Co-Producing and Co-Performing Attractive Rural Living in Popular Media

By Jonasson, Mikael | Rural Society, October 2012 | Go to article overview

Co-Producing and Co-Performing Attractive Rural Living in Popular Media


Jonasson, Mikael, Rural Society


Abstract: Rural migration is important in any process of rural economic development. The attraction of immigrants to rural places in Sweden are part of trends that involve a specific set of discursive elements that are being co-produced and co-performed by actors represented in magazines and reality series with a rural theme. The aim of this article is to analyse how discourses on attractive living in rural places are co-performed and co-produced in one Swedish lifestyle magazine about country living and in one British reality show, Country Living (Lantliv), and Escape to the Country (Comeford, 2002; Edensor, 2006; Gustafsson, 2008; Jonasson & Scherle, 2012; Normann & Ramirez, 1993; Prahalad & Ramaswamy, 2004; Ramirez, 1999; Sventelius, 2009, 2010; Wikström, 1996; Woods, 2010). These co-produced performances use existing social and geographical structures, such as gender, entrepreneurship and nature-culture categories, and at the same time actors are trying to balance them in such ways that they co-perform an attractive living in the countryside.
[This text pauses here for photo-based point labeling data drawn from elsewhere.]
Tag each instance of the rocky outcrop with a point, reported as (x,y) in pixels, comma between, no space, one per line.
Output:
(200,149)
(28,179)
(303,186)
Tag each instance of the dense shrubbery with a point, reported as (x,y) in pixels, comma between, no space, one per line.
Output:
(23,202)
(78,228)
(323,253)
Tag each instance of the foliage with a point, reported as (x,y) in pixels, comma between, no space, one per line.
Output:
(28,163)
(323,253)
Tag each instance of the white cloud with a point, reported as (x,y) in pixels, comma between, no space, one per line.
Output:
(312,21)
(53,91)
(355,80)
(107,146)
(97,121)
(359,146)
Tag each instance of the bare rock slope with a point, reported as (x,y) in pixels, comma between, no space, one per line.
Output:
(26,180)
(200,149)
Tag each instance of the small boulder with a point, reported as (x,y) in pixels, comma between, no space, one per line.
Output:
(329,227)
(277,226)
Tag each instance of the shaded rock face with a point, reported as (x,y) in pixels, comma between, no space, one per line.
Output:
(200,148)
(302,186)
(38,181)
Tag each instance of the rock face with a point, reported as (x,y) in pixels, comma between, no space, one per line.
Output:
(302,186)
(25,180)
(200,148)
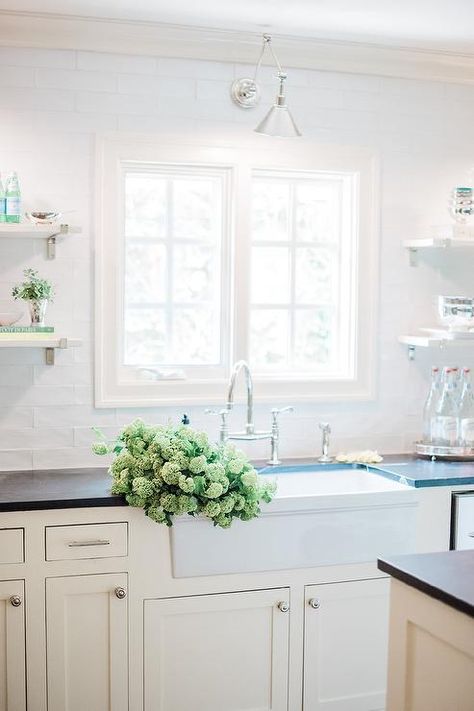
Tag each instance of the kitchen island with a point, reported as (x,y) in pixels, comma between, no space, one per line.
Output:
(431,648)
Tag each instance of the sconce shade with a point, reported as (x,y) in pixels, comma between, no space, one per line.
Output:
(278,122)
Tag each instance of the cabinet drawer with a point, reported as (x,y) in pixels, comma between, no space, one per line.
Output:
(86,540)
(12,545)
(463,538)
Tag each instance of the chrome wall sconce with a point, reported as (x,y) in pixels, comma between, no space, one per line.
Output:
(246,94)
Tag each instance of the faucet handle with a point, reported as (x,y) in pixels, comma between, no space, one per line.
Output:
(222,413)
(276,411)
(223,429)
Keywords: counter-urban migration, rural representations, popular media, ruralities, entrepreneurship, attractive living

Popular magazines are important as sources for critical investigation of influential representations regarding rural living (Baylina & Berg, 2010). It is often believed that the relation between media producers and media consumers is characterised by a one-sided influence, which in turn configures to the contents of the magazine and of products related to rural living (Baylina & Berg, 2010; Berg & Forsberg, 2003; Halfacree & Boyle, 1998; Munkejord, 2006; Van Dam, Heins, & Elbersen, 2002). From that viewpoint, representations of the rural in mass media focus on structural impacts on rural areas in terms of power relations that acknowledge a vulnerability concerning rural places, for instance as manifested in terms of differences in gender, resources, or just consumer preferences (Baylina & Berg, 2010; Holloway, 2007; Holloway & Valentine, 2000; Phillips, Fish, & Agg, 2001; Stenbacka, 2011).
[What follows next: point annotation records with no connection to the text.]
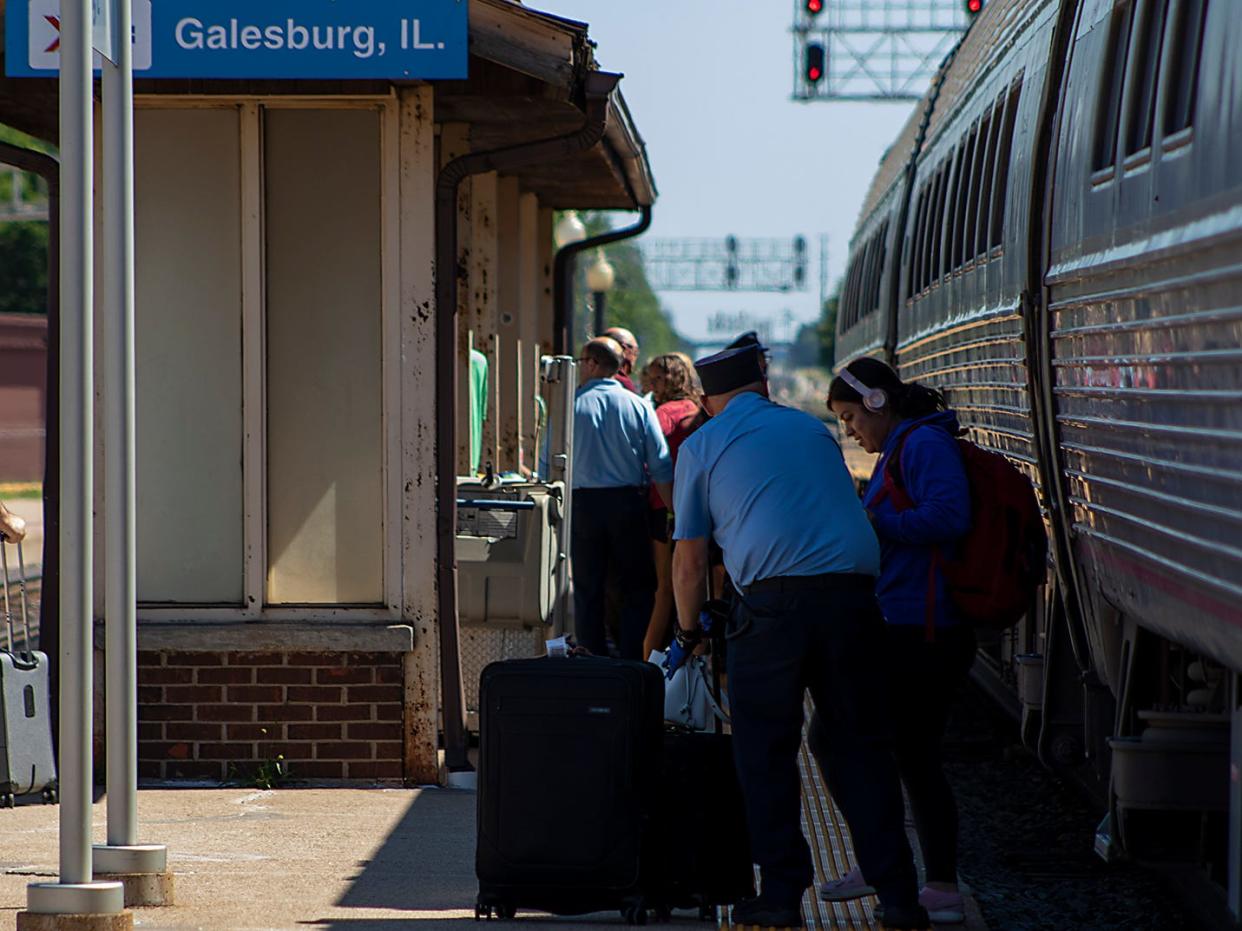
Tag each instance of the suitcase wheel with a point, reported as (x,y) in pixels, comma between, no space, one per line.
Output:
(635,914)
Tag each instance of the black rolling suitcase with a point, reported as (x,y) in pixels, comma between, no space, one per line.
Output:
(704,848)
(26,759)
(568,778)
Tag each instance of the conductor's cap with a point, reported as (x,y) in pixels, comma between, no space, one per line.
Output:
(748,339)
(729,370)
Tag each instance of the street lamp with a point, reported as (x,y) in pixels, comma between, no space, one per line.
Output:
(569,230)
(600,278)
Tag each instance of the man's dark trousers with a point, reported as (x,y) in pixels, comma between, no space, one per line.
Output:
(611,530)
(827,639)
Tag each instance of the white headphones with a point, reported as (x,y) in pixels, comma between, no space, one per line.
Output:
(874,400)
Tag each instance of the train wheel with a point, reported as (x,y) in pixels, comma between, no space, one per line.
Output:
(504,911)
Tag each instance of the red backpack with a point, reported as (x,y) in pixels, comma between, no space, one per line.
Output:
(1002,559)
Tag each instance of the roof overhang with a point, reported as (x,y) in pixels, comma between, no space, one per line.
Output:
(525,83)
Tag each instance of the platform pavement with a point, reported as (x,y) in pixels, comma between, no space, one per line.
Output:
(304,859)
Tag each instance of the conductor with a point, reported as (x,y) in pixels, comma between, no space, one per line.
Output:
(770,485)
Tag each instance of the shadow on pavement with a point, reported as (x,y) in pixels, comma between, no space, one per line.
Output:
(426,863)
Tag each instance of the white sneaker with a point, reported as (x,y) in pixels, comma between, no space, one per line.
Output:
(851,885)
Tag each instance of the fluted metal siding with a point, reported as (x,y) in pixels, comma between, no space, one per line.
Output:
(1146,348)
(966,333)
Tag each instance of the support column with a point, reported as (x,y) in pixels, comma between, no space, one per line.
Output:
(529,289)
(455,143)
(509,346)
(76,901)
(140,868)
(419,317)
(482,312)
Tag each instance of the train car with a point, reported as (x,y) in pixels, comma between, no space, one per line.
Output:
(1060,226)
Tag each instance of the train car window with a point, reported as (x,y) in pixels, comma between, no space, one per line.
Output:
(1185,41)
(933,226)
(1000,184)
(868,268)
(944,204)
(912,260)
(1142,102)
(989,129)
(845,310)
(920,256)
(965,183)
(1109,104)
(882,253)
(873,273)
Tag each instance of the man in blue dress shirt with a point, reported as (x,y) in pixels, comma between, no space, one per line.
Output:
(770,485)
(617,449)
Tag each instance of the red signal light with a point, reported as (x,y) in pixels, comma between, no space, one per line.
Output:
(815,62)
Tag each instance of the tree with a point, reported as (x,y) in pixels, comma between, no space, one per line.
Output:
(631,303)
(24,268)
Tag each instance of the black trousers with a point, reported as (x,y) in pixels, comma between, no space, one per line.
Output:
(922,678)
(611,533)
(831,642)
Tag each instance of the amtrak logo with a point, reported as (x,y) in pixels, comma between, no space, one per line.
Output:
(44,45)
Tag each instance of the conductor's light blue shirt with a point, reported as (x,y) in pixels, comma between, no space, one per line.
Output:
(617,441)
(770,484)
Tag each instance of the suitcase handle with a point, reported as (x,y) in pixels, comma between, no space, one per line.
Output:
(27,654)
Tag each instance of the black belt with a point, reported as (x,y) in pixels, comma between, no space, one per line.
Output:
(829,581)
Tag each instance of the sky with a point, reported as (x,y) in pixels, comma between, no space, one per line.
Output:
(708,85)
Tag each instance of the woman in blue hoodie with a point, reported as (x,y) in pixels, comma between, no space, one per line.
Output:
(919,504)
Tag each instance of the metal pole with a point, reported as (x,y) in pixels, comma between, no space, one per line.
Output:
(76,438)
(121,598)
(600,297)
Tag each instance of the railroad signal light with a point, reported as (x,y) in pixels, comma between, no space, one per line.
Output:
(815,62)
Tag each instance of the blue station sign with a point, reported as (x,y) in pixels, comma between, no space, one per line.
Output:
(262,39)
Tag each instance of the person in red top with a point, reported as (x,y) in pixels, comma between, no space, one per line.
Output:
(675,391)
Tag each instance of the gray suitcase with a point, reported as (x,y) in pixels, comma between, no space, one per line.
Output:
(27,762)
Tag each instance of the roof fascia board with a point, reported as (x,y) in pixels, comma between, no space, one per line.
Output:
(544,47)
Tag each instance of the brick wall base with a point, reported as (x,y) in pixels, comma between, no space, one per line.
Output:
(222,715)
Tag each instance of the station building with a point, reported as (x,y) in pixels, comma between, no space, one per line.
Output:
(286,380)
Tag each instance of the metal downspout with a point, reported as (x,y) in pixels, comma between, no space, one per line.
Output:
(598,87)
(49,628)
(563,279)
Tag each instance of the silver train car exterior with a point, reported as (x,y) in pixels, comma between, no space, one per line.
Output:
(1055,240)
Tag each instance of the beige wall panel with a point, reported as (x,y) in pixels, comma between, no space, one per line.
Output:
(324,394)
(189,381)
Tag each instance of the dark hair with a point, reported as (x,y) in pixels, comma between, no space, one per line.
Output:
(600,351)
(907,400)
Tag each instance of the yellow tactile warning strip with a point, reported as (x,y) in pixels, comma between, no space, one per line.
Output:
(825,829)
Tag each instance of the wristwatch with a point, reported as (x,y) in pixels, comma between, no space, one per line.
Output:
(687,639)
Edensor (2006) and Woods (2010) suggest that rural performances should be more centrally positioned in rural studies. Performance might be broadly used encompassing staged events as well as everyday practices by different actors on events such as village greens, farm-life centres, heritage attractions, grouse moors, mountains, longdistance footpaths and farmyards, and in rural spaces identified as 'wilderness'. It is suggested here that popular media is included in staged events where 'attractive living' is a theme. As such, performances of ruralities are co-productive and co- performed and that particular view changes the role of what is thought of as passive consumers, and they become more active and collaborative than acknowledged before.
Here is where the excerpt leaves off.